Comment of Senator Leahy On The Supreme Court’s Decision On Cell-Site Location Information, In Carpenter v. U.S.

The U.S. Supreme Court Friday issued an opinion in Carpenter v. U.S., holding that the Fourth Amendment generally requires the government to obtain a warrant to obtain geolocation information through cell-site location information.  Senator Patrick Leahy (D-Vt.), a leading member of the Senate Judiciary Committee, and the lead sponsor of the bipartisan Electronic Communications Privacy Act (ECPA) Modernization Act (S.1657), released the following comment:

“The Supreme Court’s decision perfectly illustrates that old legal constructions, like the third-party doctrine, struggle to keep up with our ‘seismic shifts in digital technology.’  As more and more of our sensitive information is held by third parties, this decision is a step forward in ensuring that our most private information — our communications, our photos, our financial and medical records, our every location — receives the Fourth Amendment protection it deserves. 

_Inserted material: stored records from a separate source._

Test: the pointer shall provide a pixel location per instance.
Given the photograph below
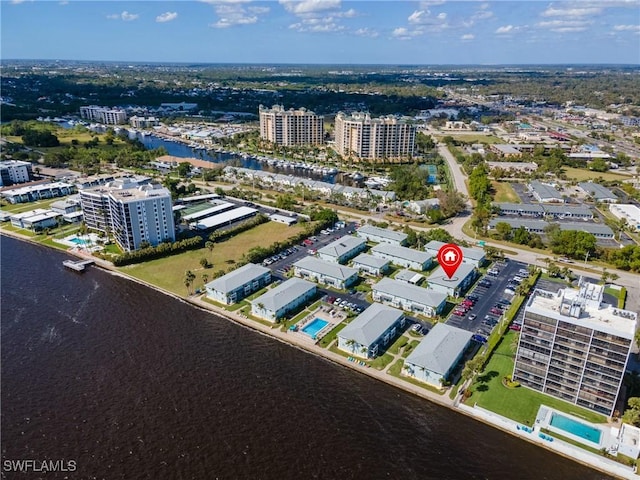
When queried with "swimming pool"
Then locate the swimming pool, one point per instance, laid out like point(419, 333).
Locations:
point(579, 429)
point(313, 327)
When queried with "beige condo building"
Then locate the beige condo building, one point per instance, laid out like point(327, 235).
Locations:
point(383, 138)
point(291, 127)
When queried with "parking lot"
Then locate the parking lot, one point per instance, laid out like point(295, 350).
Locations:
point(484, 315)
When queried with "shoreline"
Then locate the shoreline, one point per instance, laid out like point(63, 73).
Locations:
point(488, 418)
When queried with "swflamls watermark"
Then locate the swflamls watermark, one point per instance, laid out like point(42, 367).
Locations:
point(38, 466)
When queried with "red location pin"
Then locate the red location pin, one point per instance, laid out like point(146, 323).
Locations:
point(450, 257)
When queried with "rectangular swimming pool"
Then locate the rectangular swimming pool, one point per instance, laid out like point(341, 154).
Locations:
point(579, 429)
point(313, 327)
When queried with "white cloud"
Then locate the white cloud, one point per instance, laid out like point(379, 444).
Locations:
point(505, 29)
point(232, 13)
point(166, 17)
point(575, 11)
point(565, 26)
point(124, 16)
point(627, 28)
point(309, 6)
point(366, 32)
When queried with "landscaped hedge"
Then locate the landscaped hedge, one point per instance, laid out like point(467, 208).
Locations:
point(162, 250)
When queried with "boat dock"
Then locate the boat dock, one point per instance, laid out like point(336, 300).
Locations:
point(77, 266)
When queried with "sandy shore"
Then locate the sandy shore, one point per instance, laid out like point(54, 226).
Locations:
point(569, 451)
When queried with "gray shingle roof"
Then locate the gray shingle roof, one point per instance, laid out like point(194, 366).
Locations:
point(404, 253)
point(284, 294)
point(327, 269)
point(382, 232)
point(229, 282)
point(371, 324)
point(440, 348)
point(341, 246)
point(410, 292)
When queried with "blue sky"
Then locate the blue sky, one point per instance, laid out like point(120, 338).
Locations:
point(324, 31)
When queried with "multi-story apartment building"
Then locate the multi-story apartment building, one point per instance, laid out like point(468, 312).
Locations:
point(14, 171)
point(574, 347)
point(291, 127)
point(381, 138)
point(106, 115)
point(132, 213)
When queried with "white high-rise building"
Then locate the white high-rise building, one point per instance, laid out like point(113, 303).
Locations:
point(384, 138)
point(574, 347)
point(14, 171)
point(132, 213)
point(291, 127)
point(105, 115)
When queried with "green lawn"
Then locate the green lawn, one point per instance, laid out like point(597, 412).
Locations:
point(520, 404)
point(504, 193)
point(168, 273)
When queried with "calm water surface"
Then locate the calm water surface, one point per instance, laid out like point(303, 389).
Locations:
point(132, 384)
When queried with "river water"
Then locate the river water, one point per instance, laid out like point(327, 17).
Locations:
point(132, 384)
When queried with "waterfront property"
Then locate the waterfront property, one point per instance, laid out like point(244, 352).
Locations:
point(135, 214)
point(381, 235)
point(574, 347)
point(409, 297)
point(371, 332)
point(240, 283)
point(14, 171)
point(43, 191)
point(283, 299)
point(328, 273)
point(370, 264)
point(454, 287)
point(291, 127)
point(342, 249)
point(35, 220)
point(403, 256)
point(437, 355)
point(470, 255)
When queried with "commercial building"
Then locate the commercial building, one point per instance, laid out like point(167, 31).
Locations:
point(409, 297)
point(14, 171)
point(574, 347)
point(343, 249)
point(236, 285)
point(403, 256)
point(291, 127)
point(368, 335)
point(598, 192)
point(628, 212)
point(286, 297)
point(381, 235)
point(105, 115)
point(470, 255)
point(135, 214)
point(545, 193)
point(436, 357)
point(373, 139)
point(454, 287)
point(328, 273)
point(370, 264)
point(31, 193)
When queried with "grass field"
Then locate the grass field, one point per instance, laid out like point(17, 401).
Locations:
point(504, 193)
point(581, 175)
point(168, 273)
point(520, 404)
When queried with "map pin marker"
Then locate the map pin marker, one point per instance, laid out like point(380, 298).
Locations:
point(450, 257)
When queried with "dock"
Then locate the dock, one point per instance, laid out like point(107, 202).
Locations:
point(77, 266)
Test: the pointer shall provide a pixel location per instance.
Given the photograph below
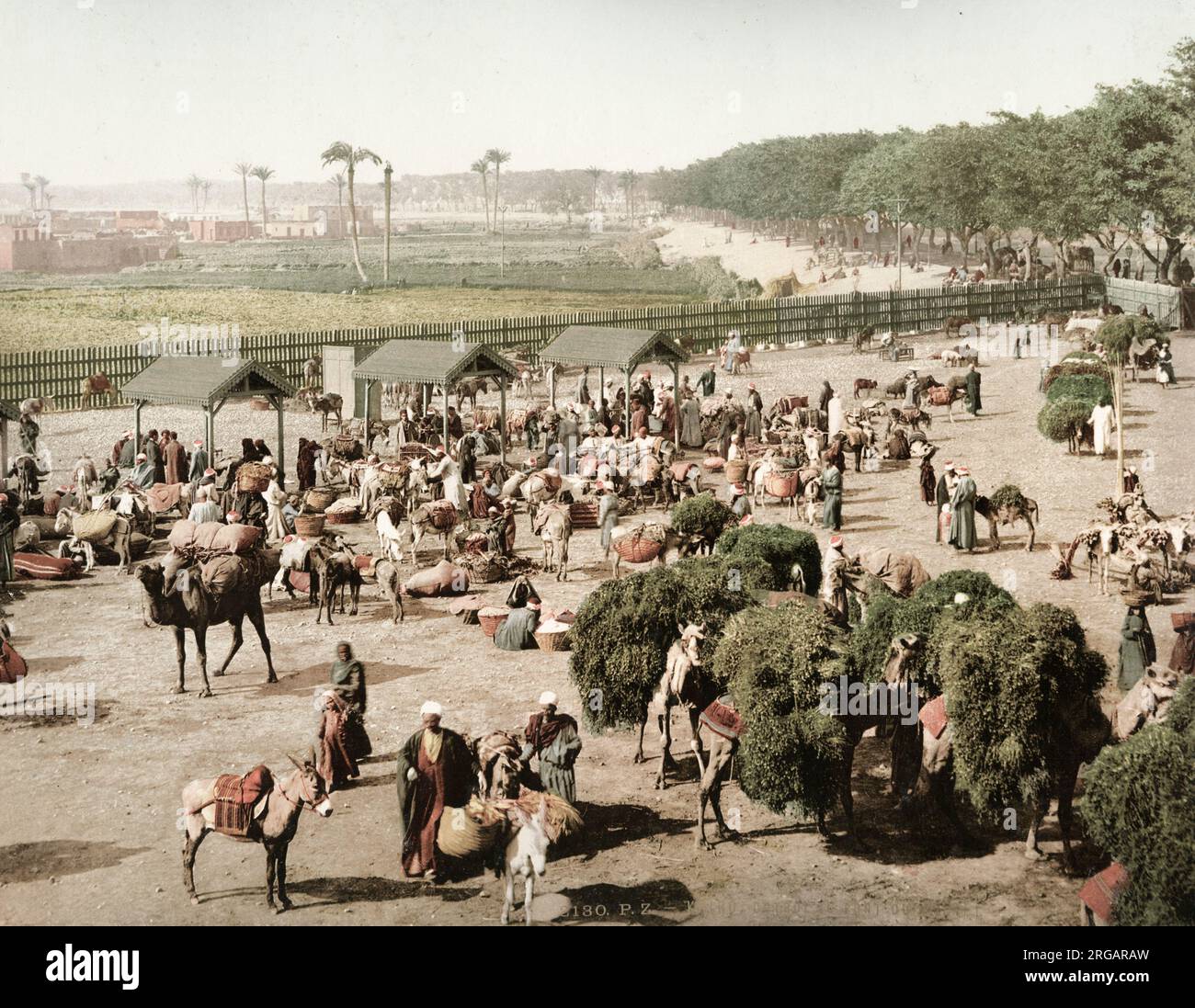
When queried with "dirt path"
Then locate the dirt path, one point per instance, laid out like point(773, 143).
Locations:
point(87, 813)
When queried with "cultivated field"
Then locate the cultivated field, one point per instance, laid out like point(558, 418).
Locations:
point(87, 816)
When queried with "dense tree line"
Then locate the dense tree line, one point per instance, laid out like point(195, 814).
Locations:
point(1118, 171)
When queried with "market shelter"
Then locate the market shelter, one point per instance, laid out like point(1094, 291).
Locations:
point(438, 362)
point(621, 349)
point(207, 383)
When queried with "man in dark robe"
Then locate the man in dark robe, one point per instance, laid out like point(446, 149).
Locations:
point(942, 496)
point(554, 740)
point(518, 630)
point(974, 403)
point(175, 459)
point(435, 772)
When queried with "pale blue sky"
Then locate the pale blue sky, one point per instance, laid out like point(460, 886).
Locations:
point(103, 91)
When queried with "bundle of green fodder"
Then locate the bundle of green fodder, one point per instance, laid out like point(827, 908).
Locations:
point(778, 546)
point(1063, 418)
point(889, 617)
point(1138, 808)
point(775, 662)
point(1084, 387)
point(701, 514)
point(1010, 678)
point(1068, 368)
point(625, 628)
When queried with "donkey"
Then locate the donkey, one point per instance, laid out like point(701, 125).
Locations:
point(274, 830)
point(526, 855)
point(553, 525)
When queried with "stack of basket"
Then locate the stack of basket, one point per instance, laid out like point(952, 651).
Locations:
point(252, 478)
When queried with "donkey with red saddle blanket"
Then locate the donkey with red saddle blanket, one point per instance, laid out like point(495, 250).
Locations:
point(257, 808)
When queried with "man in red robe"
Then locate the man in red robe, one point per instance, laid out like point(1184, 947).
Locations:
point(435, 772)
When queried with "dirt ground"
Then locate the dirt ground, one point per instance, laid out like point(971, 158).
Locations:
point(87, 813)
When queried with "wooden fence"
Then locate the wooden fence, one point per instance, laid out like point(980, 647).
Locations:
point(60, 373)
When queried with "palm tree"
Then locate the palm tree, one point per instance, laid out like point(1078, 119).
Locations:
point(338, 182)
point(497, 156)
point(263, 174)
point(596, 174)
point(482, 166)
point(387, 172)
point(194, 184)
point(349, 155)
point(25, 180)
point(626, 182)
point(243, 168)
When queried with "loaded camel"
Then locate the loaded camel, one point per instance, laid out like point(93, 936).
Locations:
point(189, 605)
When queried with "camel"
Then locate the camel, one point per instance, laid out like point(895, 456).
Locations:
point(553, 525)
point(118, 538)
point(190, 606)
point(1076, 738)
point(96, 385)
point(274, 829)
point(1007, 515)
point(682, 685)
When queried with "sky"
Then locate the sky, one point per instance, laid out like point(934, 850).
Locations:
point(108, 91)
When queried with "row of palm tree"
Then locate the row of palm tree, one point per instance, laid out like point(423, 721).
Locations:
point(496, 156)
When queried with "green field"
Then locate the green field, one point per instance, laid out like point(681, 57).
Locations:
point(48, 318)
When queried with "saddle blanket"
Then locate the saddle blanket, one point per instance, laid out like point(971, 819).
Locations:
point(933, 717)
point(235, 798)
point(724, 720)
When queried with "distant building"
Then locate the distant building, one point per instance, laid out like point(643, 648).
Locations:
point(28, 247)
point(222, 231)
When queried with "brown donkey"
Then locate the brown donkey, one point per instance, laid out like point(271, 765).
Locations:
point(274, 829)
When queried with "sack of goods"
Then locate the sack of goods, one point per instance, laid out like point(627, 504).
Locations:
point(94, 526)
point(445, 578)
point(252, 478)
point(443, 515)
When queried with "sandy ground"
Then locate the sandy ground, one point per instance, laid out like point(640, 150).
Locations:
point(765, 259)
point(87, 813)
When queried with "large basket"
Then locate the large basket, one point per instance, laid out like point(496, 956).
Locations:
point(319, 497)
point(462, 836)
point(491, 618)
point(637, 549)
point(584, 514)
point(252, 478)
point(552, 640)
point(309, 526)
point(781, 486)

“But Congress must not rely on the courts to modernize our antiquated privacy laws.  My ECPA Modernization Act, which I introduced with Senator Lee, would have required a warrant for precisely the type of geolocation information at issue in Carpenter.  It would also close other major loopholes in protecting our Fourth Amendment privacy rights, like requiring a warrant for electronic content.  Congress must not abdicate its own responsibilities as technology advances, and it should quickly take up our legislation to accomplish these key reforms.”